Paper ID: | 299 |
---|---|

Title: | On the Model Shrinkage Effect of Gamma Process Edge Partition Models |

This paper presents several variants of GP-EPM to solve the shrinkage problem of GP-EPM for modelling relational data. The proposed models are demonstrated to have better link prediction performance than GP-EPM by estimating the number of latent communities better.
Note I always point out this problem to my students as: the model is
"non-identifiable". Don't get me wrong, the whole body of work,
EPM, etc., is fabulous, but identifiability was always an important lesson in class.
The paper is well-written and easy to follow. The proposed models are well-motivated empirically with synthetic examples and then with theoretical analysis. To me, the main contribution of the paper is it points out that the obvious unidentifiability issue in GP-EPM can, interestingly, be a problem in some real cases. The proposed CEPM is just a naive model, while DEPM is a simple but intuitive solution and DEPM to IDEPM is like mapping the Dirichlet distribution to Dirichlet process. The solutions are not novel but straightforward to the problem. Finally the experimental results support the main claims, which makes it an interesting paper.
Note, in 4.3 (line 187), you say "one remarkable property". This *should* be well known in the non-parametric community. The result is perhaps the simplest case of the main theorem in "Poisson Latent Feature Calculus for Generalized Indian Buffet Processes", Lancelot James, 2014. The terms in $K_+$ in (5) are the marginal for the gamma process. The theorem can be pretty much written down without derivation using standard results.
This is a good paper cleaning up the obvious flaws in EPM and its implementation. It covers good though routine theory, and experimental work. Section 4.3 should be rewritten.
However, I belief the important issue of identifiability should be better discussed and more experiments done. For instance, a reviewer points out that the problem is partially overcome more recently using stronger priors. Clearly, identifiability is something we require to make theory easier and priors more interpretable. It is not strictly necessary, though it is routinely expected in the statistics community.
Anyway, would be good to see more discussion of the issues and further experimental investigation.

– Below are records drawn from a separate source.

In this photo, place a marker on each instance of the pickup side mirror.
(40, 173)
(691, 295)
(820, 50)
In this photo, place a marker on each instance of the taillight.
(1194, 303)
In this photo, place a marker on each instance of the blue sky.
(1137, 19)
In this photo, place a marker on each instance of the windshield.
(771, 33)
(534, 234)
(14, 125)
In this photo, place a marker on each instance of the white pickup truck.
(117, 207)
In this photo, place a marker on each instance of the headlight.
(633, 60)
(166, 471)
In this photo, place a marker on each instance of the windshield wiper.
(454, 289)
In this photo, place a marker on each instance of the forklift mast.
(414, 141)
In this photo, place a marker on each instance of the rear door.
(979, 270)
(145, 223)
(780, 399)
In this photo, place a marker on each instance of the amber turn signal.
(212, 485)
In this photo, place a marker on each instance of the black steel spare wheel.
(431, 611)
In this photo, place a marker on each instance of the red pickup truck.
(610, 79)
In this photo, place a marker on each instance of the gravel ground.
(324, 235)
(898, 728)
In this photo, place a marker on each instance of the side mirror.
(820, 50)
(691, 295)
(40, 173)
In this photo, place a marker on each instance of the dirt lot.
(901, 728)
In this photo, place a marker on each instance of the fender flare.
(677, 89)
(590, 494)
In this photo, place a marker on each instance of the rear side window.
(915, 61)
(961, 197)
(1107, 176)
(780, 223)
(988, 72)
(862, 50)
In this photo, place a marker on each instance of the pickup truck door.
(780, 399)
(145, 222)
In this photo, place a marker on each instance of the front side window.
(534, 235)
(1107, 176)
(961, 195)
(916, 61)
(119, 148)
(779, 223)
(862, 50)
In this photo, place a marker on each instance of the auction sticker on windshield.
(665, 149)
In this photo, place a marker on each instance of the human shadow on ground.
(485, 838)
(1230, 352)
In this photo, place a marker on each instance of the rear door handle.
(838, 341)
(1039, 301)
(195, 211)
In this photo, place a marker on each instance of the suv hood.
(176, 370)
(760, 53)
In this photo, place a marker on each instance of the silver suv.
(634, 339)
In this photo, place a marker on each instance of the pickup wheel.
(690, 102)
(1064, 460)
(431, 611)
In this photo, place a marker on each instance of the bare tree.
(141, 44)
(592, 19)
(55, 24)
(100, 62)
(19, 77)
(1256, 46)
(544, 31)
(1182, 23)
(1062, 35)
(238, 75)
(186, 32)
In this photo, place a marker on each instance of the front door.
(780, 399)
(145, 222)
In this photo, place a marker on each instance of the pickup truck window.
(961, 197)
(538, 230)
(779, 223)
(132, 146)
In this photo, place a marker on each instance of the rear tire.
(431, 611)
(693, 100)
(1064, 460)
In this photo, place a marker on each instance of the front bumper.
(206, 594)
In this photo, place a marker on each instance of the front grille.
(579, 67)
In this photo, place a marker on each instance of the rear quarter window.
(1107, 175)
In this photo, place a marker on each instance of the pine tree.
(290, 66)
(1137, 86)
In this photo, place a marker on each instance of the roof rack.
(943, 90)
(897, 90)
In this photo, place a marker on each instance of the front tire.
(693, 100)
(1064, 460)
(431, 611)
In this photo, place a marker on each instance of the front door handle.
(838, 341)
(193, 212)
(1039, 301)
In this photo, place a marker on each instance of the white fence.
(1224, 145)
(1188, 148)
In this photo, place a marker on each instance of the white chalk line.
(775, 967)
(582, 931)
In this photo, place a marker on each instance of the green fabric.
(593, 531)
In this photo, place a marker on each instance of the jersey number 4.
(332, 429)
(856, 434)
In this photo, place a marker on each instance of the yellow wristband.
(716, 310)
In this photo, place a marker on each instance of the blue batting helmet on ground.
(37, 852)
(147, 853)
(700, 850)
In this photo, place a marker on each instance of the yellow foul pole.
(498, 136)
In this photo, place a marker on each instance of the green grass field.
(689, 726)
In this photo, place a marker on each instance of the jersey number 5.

This paper introduces refinements to edge partition model (EPM), which is a nonparametric Bayesian method for extracting latent overlapping features from binary relational data. The authors use constraints over node-feature association distributions in order to improve the shrinkage effect in the EPM. The following concerns need to be addressed in my opinion:
I am not completely convinced about the argument made in section 3 about the source of poor shrinkage in EPM, where the main reason has been stated as arbitrary values for hyperparameters of feature distributions. Can we simply overcome this by assuming narrow priors? On the other hand, for CEPM, the constants $C_1$ and $C_2$ have been set equal to dimensions for fair comparison. However, I assume the amount of shrinkage will depend on their choice in practice. How do you optimally set them?
Regarding DEPM and its infinite version, I think it's a good idea to use Dirichlet distributions for features. However, it's not clear for me how much of performance improvement of DEPM compared to EPM in link prediction is due to shrinkage improvement and not resolving unidentifiability problem using Dirichlet distributions.
Finally, while it is clear based on the experiments that EPM has the least shrinkage among the methods, it would be nice if this problem was illustrated on a simulated dataset, were the real number of latent factors is known.

The paper proposes some refinement to the infinite edge partition model (EPM) that may suffer from relatively poor shrinkage effect for estimating the number of network components. The paper is an easy read, the observations about this particular limitation of EPM are correct and the experiments are well designed. However, the paper has the following limitations which must be addressed:
1. Please use different notations for "a." and "b." in the sentence on line 80 and for "m_{i,k}", "m_{j,k}" on line 203.
2. The observations about the shrinkage are correct in the paper. However, by imposing priors on the parameters of the gamma distribution, some of these undesired behaviors can be avoided. For example, please review the following papers and the experimental setup therein:
-- http://jmlr.org/papers/v17/15-633.html
-- https://link.springer.com/chapter/10.1007%2F978-3-319-23528-8_18
-- https://mingyuanzhou.github.io/Papers/DLDA_TLASGR_v12.pdf
Perhaps, a more detailed experimental analysis would reveal that the problem with shrinkage is not that critical and can be mitigated.
3. Moreover, several papers have already used the Dirichlet priors to get around this specific problem of shrinkage and identifiability. For example, please review the following paper:
-- https://www.cse.iitk.ac.in/users/piyush/papers/topic_kg_aistats.pdf
4. The infinite DEP model is novel. However, the derivations in Section 4.3 are related to the usage of Dirichlet-multinomial distribution. So while the introduction of the collapsed sampler is novel, the derivation of the same may not be considered that novel.
5. Please fix the typo "an another important theorem..".